Je sais avec certitude que l’Éternel est Amour, qu’Il est là, présent, actif, non
coupable de la douleur et du mal. Il peut sembler au croyant que le cri des
douleurs dont est remplie la création le nie, le rende incroyable. Pour qu’il
soit croyable, le croyant ne doit pas être un « croyant tout court »,
mais un « croyant quand même », c’est-à-dire les yeux grands ouverts
face aux réalités qui interpellent tous les hommes et les blessent et leur
restent obscures, et pourtant certain que l’Éternel est Amour quand même. Pardonner
est un devoir…
    — Parlez pour vous, vous êtes chrétien,
moi je suis juive ! Le voudrais-je, je ne le pourrais pas, je n’en aurais
pas le droit, trop de morts, trop de souffrances réclament justice…

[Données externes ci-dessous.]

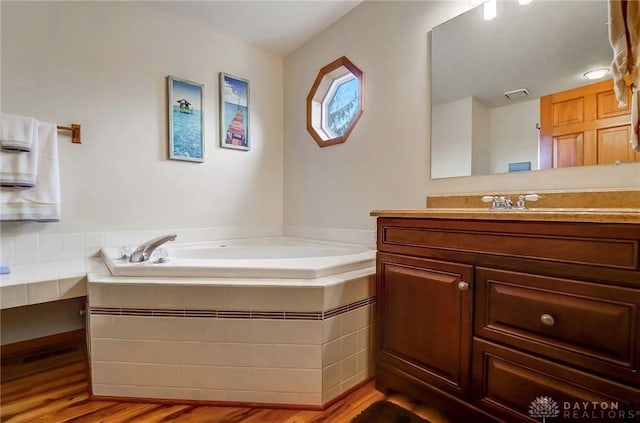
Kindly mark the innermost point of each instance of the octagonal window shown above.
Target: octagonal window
(335, 102)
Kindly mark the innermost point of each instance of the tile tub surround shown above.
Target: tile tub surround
(301, 342)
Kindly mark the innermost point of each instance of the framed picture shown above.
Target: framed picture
(186, 120)
(234, 112)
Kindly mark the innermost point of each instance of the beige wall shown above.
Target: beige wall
(103, 65)
(385, 162)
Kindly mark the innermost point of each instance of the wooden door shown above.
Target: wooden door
(584, 126)
(424, 320)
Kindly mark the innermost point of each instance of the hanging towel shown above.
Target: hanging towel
(20, 169)
(42, 202)
(17, 132)
(624, 37)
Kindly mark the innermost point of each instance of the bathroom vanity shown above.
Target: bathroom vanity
(511, 315)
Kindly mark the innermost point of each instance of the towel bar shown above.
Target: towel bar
(75, 132)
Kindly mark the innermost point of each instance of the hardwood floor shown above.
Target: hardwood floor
(60, 393)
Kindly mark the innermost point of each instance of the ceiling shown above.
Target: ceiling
(279, 27)
(544, 46)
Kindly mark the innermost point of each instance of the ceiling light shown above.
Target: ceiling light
(517, 94)
(596, 73)
(489, 10)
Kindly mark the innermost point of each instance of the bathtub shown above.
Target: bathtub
(252, 321)
(273, 258)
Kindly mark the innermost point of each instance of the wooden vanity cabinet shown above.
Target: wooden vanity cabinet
(426, 320)
(487, 316)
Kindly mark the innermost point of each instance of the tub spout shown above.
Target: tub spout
(144, 250)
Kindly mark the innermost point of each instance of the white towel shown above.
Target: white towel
(20, 169)
(17, 132)
(624, 37)
(42, 202)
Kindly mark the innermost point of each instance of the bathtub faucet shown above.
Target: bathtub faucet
(144, 250)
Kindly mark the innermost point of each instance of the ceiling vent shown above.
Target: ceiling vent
(517, 94)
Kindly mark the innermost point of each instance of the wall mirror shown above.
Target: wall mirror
(526, 51)
(335, 102)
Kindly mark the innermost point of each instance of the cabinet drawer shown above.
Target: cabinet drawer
(507, 383)
(551, 242)
(593, 326)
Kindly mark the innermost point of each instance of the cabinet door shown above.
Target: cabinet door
(424, 320)
(584, 126)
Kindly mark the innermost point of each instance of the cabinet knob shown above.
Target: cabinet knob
(547, 320)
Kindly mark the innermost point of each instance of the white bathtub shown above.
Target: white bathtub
(279, 257)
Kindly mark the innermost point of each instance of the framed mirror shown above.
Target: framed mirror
(488, 77)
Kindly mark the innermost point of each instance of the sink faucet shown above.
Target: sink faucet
(143, 251)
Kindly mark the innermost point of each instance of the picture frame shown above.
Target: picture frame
(185, 101)
(234, 112)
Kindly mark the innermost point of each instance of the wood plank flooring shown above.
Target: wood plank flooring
(60, 393)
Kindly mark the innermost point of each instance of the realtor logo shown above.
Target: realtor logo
(543, 407)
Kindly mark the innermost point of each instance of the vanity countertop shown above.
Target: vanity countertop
(602, 215)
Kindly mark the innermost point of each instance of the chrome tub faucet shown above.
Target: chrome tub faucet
(143, 251)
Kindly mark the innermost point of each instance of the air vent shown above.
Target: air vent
(517, 94)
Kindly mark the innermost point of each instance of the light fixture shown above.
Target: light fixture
(517, 94)
(596, 73)
(489, 10)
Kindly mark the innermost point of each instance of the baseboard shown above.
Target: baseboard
(25, 358)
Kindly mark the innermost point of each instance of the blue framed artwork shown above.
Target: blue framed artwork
(234, 112)
(186, 120)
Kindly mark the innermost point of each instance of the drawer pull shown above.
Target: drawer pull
(547, 320)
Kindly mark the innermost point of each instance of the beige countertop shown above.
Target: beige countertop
(596, 215)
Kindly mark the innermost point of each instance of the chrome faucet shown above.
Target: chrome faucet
(143, 251)
(504, 202)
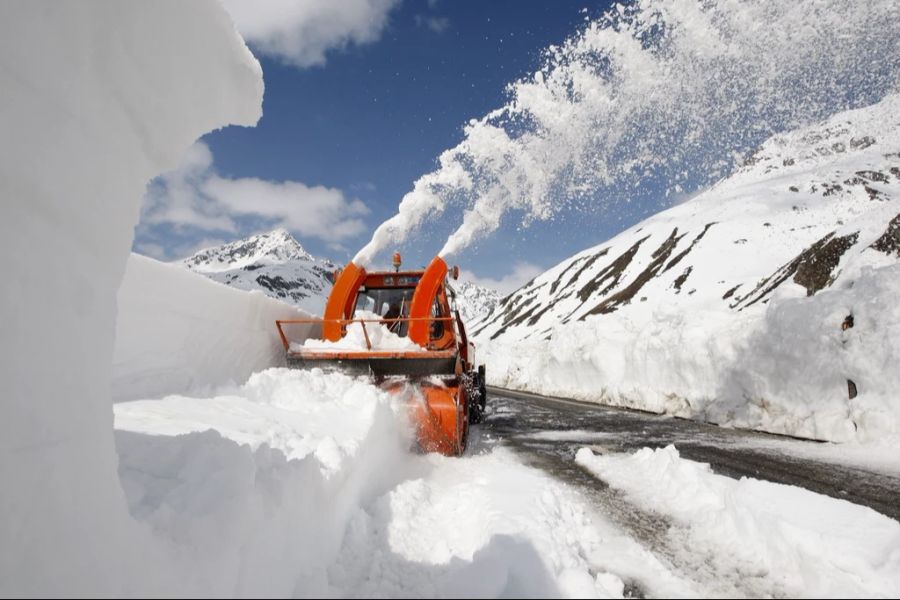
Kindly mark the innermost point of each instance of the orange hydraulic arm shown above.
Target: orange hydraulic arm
(423, 300)
(340, 302)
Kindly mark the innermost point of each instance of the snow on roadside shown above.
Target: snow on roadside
(796, 541)
(305, 487)
(361, 336)
(98, 98)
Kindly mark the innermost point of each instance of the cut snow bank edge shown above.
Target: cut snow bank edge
(97, 99)
(178, 331)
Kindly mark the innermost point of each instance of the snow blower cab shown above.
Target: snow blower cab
(401, 329)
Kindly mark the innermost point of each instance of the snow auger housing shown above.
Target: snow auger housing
(448, 392)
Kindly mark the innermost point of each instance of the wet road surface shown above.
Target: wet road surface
(548, 432)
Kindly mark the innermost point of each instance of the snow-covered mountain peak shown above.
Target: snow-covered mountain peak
(273, 263)
(275, 247)
(474, 301)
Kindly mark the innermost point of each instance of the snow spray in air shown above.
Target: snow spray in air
(669, 92)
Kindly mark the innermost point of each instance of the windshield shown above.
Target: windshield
(389, 303)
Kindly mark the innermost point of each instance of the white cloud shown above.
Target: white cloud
(301, 32)
(522, 273)
(195, 196)
(315, 211)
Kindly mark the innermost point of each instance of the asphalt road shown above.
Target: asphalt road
(548, 431)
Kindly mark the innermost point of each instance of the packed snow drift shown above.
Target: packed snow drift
(653, 95)
(178, 332)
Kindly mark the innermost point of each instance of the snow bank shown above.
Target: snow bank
(322, 499)
(178, 331)
(698, 311)
(668, 93)
(802, 543)
(379, 337)
(97, 99)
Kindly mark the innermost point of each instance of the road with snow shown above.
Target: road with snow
(548, 432)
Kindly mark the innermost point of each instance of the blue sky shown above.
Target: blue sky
(354, 134)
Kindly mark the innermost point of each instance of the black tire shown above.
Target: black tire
(478, 397)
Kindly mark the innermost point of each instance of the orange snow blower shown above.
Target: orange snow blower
(448, 392)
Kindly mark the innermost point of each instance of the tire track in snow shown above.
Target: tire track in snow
(547, 434)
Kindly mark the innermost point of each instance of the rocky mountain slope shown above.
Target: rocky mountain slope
(676, 313)
(474, 301)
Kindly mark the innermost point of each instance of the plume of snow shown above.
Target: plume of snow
(653, 95)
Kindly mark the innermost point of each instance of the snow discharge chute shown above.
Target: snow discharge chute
(648, 100)
(402, 330)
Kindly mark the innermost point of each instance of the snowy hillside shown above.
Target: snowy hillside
(278, 266)
(474, 301)
(274, 263)
(729, 306)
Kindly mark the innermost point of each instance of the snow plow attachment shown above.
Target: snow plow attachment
(402, 330)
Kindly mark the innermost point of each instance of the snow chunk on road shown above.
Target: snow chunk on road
(97, 98)
(295, 411)
(805, 544)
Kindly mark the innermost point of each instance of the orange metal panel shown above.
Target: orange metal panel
(423, 299)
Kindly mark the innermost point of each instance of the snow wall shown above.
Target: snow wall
(180, 332)
(98, 98)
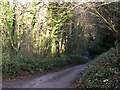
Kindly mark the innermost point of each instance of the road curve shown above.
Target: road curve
(60, 79)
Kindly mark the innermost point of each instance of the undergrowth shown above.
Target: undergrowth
(12, 67)
(103, 71)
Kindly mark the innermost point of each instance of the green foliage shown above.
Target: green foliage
(107, 25)
(24, 61)
(103, 71)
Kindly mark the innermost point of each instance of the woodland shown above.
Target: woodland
(36, 37)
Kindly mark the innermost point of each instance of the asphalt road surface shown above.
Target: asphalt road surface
(60, 79)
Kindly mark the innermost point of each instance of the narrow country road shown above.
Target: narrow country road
(60, 79)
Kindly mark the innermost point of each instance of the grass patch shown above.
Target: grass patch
(13, 67)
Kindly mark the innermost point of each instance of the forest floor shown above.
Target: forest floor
(57, 79)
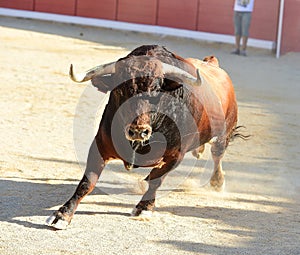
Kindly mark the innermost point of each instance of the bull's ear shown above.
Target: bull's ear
(103, 83)
(170, 85)
(211, 60)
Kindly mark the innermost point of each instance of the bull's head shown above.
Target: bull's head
(137, 83)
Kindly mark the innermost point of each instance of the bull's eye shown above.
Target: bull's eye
(130, 133)
(145, 133)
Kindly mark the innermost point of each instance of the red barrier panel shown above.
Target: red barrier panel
(137, 11)
(56, 6)
(178, 13)
(102, 9)
(17, 4)
(291, 27)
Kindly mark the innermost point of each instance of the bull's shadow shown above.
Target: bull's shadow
(36, 197)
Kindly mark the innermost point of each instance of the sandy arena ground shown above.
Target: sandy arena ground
(257, 213)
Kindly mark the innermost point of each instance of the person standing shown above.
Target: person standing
(242, 19)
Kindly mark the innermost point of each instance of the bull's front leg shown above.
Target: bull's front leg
(217, 180)
(95, 164)
(146, 206)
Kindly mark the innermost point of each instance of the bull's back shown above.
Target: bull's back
(218, 80)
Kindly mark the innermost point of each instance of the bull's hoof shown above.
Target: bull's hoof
(217, 186)
(142, 215)
(57, 221)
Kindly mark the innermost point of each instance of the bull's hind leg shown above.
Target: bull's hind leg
(217, 180)
(146, 206)
(197, 153)
(95, 164)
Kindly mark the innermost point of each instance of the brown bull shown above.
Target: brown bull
(161, 106)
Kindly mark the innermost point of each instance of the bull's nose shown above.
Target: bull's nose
(138, 132)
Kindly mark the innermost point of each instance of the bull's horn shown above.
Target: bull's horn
(98, 70)
(182, 75)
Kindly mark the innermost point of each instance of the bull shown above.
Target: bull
(160, 107)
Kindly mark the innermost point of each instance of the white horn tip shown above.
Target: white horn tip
(199, 78)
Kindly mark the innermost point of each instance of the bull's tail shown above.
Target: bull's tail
(237, 133)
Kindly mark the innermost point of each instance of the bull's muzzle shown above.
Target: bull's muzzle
(140, 133)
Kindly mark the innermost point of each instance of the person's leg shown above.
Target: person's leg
(237, 31)
(246, 20)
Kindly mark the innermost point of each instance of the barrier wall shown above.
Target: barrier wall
(213, 16)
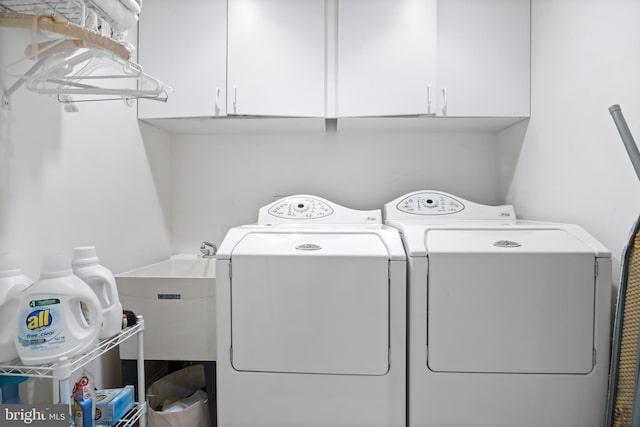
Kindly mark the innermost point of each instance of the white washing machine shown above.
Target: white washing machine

    — Vous-même vous employez ce mot. Laissez
faire la justice, elle a ses droits ; bien plus que des droits, des
devoirs catégoriques. Elle doit châtier, mais la justice n’a rien à voir avec
la haine ni avec les vengeances. Ni la haine ni la vengeance ne savent produire ;
elles sont stériles et destructrices. Que la justice durement, quand elle doit
être dure, accomplisse son œuvre, mais que notre cœur n’en devienne jamais
mauvais. Prenez garde à cette contamination qui fait que, parfois, celui qui a
lutté contre un mal devient, après son triomphe, atteint de ce même mal qu’il a
voulu terrasser.
    — C’est trop tard, je suis contaminée.